According to court proceedings Wednesday, the delivery person got a call for an order and went to make the delivery. A woman at the address informed the victim that she did not order pizza. The victim called back to work and received a different address. The victim then went to knock on the door of the new apartment when a masked assailant put a pistol against him and demanded money.
Assistant District Attorney Paul Stalcup explained to the court that it was a "rather complicated case" in which evidence would show that more than one person was involved. Stalcup said investigators found out the person calling in the fake orders lived in one of the Harvest Grove apartments.
Petty reportedly admitted to "some participation" in the Harvest Grove incident while in Newton County Jail for an unrelated matter. However, Stalcup said that the audio was not working during Petty's taped interview with law enforcement.
"Their interview room recording system didn't work? They're still using silent movies in Newton County?" Nation asked.
"Apparently this has been going on for some time," Stalcup said. "This is not the only case."
"You can't get a lip reader?" Nation said.
There would not be much of a case without the taped interview, Stalcup told the court, saying it would be more of a "he-said, she-said" situation.
The state had "some other collateral evidence" according to Stalcup. But after considering all the facts, the state decided to prosecute only the gun charge and recommended a straight five-year sentence.
"So that (armed robbery charge) goes out the window?" Nation asked.
Local attorney David LaMalva, who represented Petty, said he discussed potential risks with his client and they thought a negotiated guilty plea to the gun charge was in Petty's best interest.

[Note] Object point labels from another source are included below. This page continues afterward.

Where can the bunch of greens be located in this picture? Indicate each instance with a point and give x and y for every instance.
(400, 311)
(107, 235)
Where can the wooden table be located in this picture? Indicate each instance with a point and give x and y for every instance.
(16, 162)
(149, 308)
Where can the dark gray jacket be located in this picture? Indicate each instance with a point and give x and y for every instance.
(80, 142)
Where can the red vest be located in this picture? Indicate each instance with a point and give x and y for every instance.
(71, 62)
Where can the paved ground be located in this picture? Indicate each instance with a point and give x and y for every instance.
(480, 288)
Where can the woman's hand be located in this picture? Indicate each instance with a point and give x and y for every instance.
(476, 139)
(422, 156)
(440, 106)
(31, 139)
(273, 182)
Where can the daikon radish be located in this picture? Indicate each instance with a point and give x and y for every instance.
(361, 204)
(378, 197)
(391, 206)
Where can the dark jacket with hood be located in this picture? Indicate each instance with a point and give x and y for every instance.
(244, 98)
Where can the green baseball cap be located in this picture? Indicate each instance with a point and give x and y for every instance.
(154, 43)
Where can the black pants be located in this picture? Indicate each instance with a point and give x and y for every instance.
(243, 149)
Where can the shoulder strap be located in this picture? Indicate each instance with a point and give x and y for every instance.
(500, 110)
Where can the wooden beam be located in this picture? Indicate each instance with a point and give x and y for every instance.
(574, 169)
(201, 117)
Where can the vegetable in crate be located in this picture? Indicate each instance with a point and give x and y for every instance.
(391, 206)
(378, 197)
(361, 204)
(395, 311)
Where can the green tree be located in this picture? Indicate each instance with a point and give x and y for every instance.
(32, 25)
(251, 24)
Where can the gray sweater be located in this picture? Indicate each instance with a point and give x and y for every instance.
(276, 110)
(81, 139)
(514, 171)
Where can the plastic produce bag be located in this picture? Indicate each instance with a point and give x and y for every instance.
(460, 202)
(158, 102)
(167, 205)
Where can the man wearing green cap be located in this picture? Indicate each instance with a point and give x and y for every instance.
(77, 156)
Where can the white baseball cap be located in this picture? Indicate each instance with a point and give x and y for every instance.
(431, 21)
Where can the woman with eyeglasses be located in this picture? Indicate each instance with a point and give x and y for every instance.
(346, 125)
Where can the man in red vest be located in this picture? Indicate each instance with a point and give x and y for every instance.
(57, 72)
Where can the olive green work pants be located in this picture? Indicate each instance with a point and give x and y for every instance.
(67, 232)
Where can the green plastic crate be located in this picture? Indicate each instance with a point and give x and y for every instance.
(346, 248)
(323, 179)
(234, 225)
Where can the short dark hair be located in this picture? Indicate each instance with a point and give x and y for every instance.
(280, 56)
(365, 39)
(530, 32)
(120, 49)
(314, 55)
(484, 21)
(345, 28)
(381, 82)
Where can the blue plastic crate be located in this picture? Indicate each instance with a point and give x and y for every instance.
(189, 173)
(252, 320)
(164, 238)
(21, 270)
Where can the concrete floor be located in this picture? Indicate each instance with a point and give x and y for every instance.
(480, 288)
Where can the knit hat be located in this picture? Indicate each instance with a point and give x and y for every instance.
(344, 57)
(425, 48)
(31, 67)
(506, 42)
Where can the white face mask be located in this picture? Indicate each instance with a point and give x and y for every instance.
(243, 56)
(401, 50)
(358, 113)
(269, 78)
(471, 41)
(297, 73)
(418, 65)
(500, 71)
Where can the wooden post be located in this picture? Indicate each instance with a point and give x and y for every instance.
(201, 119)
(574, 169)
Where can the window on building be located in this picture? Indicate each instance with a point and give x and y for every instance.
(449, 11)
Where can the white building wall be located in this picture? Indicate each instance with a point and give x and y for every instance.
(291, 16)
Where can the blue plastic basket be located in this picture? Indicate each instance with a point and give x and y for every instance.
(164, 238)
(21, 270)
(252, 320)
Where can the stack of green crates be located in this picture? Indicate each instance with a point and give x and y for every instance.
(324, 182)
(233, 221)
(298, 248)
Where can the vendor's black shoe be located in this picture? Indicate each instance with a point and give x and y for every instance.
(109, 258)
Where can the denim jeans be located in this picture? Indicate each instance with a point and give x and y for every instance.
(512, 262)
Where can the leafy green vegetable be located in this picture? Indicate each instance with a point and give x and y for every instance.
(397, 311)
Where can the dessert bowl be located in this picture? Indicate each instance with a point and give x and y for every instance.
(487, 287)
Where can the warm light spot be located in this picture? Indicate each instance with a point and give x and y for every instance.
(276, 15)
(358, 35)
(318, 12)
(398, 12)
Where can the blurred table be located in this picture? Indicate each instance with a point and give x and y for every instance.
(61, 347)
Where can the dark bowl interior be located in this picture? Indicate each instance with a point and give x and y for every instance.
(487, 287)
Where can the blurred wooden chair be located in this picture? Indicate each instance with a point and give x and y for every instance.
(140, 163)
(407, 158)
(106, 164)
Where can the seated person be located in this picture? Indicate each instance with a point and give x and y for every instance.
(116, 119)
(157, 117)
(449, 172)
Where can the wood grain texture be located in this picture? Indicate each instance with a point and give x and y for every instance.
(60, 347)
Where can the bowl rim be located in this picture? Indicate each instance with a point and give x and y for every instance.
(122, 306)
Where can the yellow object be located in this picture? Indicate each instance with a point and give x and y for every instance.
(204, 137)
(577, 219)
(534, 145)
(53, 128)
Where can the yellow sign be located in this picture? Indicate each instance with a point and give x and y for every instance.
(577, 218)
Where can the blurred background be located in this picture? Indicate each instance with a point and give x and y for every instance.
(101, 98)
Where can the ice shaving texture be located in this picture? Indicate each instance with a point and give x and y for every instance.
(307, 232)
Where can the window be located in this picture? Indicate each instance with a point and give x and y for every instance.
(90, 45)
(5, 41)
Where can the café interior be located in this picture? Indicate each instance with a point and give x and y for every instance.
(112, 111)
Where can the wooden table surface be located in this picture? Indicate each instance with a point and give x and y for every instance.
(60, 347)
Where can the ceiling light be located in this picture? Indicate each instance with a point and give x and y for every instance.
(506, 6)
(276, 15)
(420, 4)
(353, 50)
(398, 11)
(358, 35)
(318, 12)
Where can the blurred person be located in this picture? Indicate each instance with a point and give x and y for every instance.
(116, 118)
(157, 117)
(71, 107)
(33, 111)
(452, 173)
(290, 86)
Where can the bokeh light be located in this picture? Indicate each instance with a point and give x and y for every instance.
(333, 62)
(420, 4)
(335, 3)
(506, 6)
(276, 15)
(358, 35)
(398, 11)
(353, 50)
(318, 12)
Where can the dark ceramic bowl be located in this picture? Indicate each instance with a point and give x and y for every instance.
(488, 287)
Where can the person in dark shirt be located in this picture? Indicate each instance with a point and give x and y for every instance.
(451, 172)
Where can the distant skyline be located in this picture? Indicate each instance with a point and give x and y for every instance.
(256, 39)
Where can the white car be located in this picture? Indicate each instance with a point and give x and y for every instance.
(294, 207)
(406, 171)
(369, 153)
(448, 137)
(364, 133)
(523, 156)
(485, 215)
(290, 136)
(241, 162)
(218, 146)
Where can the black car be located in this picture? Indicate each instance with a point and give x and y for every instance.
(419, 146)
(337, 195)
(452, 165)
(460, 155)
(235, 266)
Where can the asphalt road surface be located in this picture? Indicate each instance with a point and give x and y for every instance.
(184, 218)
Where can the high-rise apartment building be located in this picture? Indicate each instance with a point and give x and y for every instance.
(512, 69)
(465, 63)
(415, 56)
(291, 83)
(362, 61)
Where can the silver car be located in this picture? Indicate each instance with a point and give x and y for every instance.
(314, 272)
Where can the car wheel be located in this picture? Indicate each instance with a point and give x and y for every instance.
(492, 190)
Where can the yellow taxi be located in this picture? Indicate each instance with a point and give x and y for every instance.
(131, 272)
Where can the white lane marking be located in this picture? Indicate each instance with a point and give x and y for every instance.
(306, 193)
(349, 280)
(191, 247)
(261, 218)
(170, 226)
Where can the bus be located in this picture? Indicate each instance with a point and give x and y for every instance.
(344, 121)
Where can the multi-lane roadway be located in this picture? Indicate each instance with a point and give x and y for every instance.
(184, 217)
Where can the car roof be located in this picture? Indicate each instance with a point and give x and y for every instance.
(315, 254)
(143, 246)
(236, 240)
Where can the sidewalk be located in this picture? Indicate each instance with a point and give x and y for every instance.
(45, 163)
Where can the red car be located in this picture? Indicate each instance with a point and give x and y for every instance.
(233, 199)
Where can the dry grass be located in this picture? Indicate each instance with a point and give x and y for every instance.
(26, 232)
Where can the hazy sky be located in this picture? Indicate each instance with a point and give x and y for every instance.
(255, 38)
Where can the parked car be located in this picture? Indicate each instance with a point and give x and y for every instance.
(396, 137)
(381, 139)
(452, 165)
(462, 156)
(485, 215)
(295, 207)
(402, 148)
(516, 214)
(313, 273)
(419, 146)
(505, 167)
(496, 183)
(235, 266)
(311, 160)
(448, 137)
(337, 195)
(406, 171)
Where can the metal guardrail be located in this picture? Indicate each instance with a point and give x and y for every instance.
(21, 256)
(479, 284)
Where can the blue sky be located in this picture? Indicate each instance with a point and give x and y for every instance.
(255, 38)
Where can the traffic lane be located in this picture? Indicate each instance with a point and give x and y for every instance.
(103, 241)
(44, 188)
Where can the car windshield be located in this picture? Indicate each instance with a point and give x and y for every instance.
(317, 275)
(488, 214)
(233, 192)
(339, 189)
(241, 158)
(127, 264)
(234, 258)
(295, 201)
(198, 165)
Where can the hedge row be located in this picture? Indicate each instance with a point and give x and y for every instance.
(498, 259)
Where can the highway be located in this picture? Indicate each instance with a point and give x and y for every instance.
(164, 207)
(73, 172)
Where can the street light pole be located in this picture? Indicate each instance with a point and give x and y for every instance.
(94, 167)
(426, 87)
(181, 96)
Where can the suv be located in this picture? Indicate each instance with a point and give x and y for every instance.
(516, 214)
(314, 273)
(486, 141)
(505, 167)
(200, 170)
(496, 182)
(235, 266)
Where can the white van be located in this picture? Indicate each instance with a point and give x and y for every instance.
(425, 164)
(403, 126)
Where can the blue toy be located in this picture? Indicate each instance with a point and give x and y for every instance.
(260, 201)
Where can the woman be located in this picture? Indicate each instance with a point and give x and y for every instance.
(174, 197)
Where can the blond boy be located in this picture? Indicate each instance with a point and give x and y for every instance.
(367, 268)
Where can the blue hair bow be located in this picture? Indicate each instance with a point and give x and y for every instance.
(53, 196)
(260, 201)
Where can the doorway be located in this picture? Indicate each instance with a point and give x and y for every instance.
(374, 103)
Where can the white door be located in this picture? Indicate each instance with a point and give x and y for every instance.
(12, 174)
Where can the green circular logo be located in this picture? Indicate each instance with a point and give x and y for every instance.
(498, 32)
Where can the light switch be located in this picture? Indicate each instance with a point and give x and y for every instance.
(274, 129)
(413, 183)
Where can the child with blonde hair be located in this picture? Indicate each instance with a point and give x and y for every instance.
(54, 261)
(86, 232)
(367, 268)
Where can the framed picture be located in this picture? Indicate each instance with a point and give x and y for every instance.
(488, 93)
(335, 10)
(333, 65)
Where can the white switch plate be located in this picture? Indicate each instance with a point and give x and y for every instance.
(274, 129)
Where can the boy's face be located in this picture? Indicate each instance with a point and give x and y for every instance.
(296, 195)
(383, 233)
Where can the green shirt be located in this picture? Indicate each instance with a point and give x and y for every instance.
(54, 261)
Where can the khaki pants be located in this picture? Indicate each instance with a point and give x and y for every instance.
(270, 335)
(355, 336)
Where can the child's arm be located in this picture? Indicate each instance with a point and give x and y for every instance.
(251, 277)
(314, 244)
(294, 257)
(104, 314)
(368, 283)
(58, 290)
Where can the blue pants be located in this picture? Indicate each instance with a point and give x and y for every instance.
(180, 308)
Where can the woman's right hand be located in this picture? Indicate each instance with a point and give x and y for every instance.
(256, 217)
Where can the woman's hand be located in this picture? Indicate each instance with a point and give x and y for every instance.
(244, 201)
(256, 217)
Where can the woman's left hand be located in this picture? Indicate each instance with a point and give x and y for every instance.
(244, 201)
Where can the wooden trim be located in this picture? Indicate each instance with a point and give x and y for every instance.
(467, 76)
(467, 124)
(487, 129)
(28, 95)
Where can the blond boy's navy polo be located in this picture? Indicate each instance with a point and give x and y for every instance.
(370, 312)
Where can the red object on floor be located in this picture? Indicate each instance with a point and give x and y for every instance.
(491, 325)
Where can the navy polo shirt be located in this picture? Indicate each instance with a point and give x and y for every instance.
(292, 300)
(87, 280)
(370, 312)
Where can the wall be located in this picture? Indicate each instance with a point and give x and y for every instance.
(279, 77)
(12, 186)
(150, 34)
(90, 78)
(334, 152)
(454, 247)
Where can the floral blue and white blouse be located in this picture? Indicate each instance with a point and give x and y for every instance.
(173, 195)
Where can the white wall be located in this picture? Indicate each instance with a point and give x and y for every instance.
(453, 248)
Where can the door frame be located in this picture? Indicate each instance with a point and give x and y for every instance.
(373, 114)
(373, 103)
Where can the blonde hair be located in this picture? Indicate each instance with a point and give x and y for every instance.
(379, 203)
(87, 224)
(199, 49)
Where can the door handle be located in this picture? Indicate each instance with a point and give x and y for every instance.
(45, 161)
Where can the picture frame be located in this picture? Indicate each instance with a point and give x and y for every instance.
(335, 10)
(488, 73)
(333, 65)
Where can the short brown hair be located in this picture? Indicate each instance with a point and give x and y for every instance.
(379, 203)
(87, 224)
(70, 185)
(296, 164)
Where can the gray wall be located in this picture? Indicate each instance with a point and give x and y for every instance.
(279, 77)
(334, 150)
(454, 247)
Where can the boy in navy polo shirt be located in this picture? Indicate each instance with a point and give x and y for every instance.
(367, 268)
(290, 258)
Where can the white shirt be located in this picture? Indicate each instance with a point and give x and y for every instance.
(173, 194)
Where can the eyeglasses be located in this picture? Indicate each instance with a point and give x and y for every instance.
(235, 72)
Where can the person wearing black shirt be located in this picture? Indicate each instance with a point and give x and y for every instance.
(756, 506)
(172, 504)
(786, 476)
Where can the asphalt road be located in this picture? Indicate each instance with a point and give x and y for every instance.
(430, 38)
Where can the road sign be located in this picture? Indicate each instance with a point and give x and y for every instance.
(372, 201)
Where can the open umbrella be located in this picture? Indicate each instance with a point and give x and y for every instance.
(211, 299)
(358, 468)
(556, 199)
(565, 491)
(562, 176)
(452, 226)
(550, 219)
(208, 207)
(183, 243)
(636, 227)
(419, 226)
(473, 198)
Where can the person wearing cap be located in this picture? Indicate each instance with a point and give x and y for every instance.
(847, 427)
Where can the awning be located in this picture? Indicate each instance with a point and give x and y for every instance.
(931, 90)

Stalcup also added that the state discussed the situation with the victim.
Nation recounted an incident in which a pizza delivery robbery turned into a murder.
"This reminds me, a little bit, of a case we had 10 or 12 years ago, we had a pizza delivery person murdered, shot and killed," Nation told the court. "These things can be very serious and this is being dropped ... but this is the bargain that you all agreed on."
Nation followed the state's recommendation and sentenced Petty to five years in confinement.